Creato il 07 aprile 2011 da Empedocle70
Intervista a Matteo Rigotti, terza parte
Oltre all’attività di concertista, lei si dedica anche alla composizione (ha studiato con Nicola Staffelini), in particolare per chitarra, vuole parlarci delle sue composizioni? So che recentemente è uscito il suo ultimo lavoro con le Edizioni Musicali Glissato “Dieci Miniature per Chitarra” …
Negli anni della formazione ho avuto la possibilità di studiare con il compositore Nicola Staffelini. La composizione mi è sempre piaciuta e proprio in questo periodo sto valutando di riprendere gli studi in modo più sistematico. Ritengo infatti, che lo studio di questa disciplina sia un elemento arricchente nella formazione di un musicista. Ho partecipato ad alcuni concorsi di composizione e dopo essere stato segnalato mi è stata proposta la pubblicazione dei miei lavori. Questo mi ha aperto nuove strade e nuove collaborazioni, fra cui l’ultima con le Edizioni Musicali Glissato con le quali ho pubblicato “Dieci Miniature per Chitarra”. Mentre le mie prime composizioni erano più di tipo sperimentale, questo lavoro ha uno scopo più didattico, in quanto ho cercato di ricreare in queste brevi miniature, sonorità diverse da quelle che si incontrano solitamente nei testi che si usano nei primi anni di studio.
A proposito di composizione per chitarra, Berlioz disse che comporre per chitarra classica era difficile perché per farlo bisognava essere innanzitutto chitarristi, questa frase è stata spesso usata come una giustificazione per l’esiguità del repertorio di chitarra classica rispetto ad altri strumenti come il pianoforte e il violino. Allo stesso tempo è stata sempre più “messa in crisi” dal crescente interesse che la chitarra (vuoi classica, acustica, elettrica, midi) riscuote nella musica contemporanea. Lei come compositore e chitarrista quanto ritiene che ci sia di veritiero ancora nella frase di Berlioz?

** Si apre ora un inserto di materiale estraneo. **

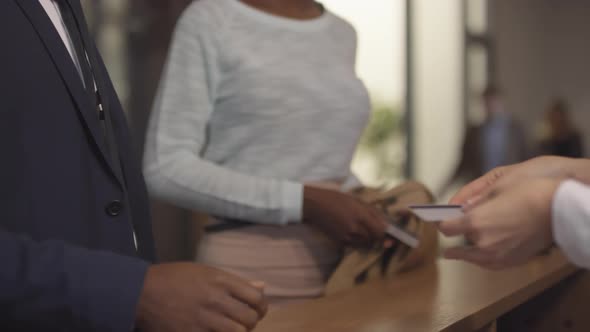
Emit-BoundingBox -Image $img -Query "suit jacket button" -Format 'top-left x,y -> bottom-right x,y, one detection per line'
106,200 -> 123,217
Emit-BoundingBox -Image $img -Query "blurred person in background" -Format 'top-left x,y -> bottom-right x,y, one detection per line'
144,0 -> 392,307
442,86 -> 528,194
538,98 -> 584,158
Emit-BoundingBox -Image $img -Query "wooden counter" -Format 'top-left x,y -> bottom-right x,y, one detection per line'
256,250 -> 577,332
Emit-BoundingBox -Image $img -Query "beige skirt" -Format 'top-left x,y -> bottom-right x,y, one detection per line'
196,223 -> 342,308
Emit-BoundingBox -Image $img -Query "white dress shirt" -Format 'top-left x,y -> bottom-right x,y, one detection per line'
552,179 -> 590,269
39,0 -> 84,79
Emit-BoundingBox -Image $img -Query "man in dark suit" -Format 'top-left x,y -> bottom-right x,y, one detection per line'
0,0 -> 266,330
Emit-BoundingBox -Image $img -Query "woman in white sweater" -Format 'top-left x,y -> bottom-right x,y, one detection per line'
144,0 -> 388,306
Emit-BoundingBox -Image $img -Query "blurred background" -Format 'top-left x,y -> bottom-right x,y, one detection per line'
80,0 -> 590,260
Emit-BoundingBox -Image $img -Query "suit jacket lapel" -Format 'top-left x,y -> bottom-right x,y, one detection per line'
14,0 -> 123,185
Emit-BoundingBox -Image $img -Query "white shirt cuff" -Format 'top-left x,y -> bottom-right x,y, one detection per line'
281,181 -> 303,224
552,179 -> 590,269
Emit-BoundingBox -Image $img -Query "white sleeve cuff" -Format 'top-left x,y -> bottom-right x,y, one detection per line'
281,181 -> 303,224
552,179 -> 590,269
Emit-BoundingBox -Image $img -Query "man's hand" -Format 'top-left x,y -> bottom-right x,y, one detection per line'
302,185 -> 388,247
450,156 -> 585,207
439,177 -> 561,269
136,263 -> 267,332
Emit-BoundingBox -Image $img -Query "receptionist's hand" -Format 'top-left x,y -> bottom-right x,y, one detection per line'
302,185 -> 388,247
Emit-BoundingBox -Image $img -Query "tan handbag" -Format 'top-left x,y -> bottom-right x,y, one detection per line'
325,181 -> 439,295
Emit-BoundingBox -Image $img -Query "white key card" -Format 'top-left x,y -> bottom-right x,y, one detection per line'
408,204 -> 464,222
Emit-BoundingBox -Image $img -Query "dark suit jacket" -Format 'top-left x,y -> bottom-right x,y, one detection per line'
0,1 -> 156,330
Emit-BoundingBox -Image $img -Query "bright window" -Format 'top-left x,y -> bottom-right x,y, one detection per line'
322,0 -> 407,187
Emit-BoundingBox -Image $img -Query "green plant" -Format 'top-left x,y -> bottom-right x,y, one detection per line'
359,105 -> 403,148
353,104 -> 406,187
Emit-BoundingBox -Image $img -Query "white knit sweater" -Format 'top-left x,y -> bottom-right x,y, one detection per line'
143,0 -> 371,225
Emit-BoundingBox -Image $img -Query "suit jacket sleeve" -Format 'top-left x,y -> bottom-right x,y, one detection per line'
0,230 -> 149,331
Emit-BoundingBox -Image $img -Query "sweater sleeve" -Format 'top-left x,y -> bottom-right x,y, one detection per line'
143,3 -> 302,225
552,179 -> 590,269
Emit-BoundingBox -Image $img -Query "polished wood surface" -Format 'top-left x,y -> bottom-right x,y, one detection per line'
256,250 -> 576,332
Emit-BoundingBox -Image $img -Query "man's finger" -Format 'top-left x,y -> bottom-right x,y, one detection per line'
215,295 -> 260,330
438,218 -> 470,237
449,177 -> 490,205
450,167 -> 508,205
222,275 -> 267,318
250,281 -> 266,290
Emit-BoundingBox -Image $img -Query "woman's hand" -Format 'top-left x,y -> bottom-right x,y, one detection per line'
302,185 -> 388,247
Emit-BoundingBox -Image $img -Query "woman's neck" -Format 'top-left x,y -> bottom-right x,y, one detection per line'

Io penso che l’affermazione di Berlioz sia vera ancora oggi. Sicuramente comporre per chitarra è particolare e richiede una conoscenza molto approfondita dello strumento. Credo, però, che vi sia stata una grande rivalutazione da parte dei compositori contemporanei dello strumento chitarra e che molti di essi, in collaborazione con chitarristi di fama mondiale, abbiano scritto capolavori (ad es. Nocturnal, Sequenza XI, Algo I e II) che hanno contribuito in modo fondamentale a costituire un repertorio di valore.
Qual è il ruolo dell’Errore nella sua visione musicale? Dove per errore intendo un procedimento erroneo, un’irregolarità nel normale funzionamento di un meccanismo, una discontinuità su una superficie altrimenti uniforme che può portare a nuovi sviluppi e inattese sorprese...
L’errore è sicuramente da mettere in conto. Ho sempre pensato, forse anche per giustificarmi con me stesso, che siamo umani e non delle macchine. Lo sbaglio, inteso come errore durante una performance, personalmente credo vada ripensato e analizzato a mente fredda, per cercare di capire i meccanismi che lo hanno generato e di conseguenza può essere utile per mettere in luce punti deboli che con lo studio possono diventare punti di forza.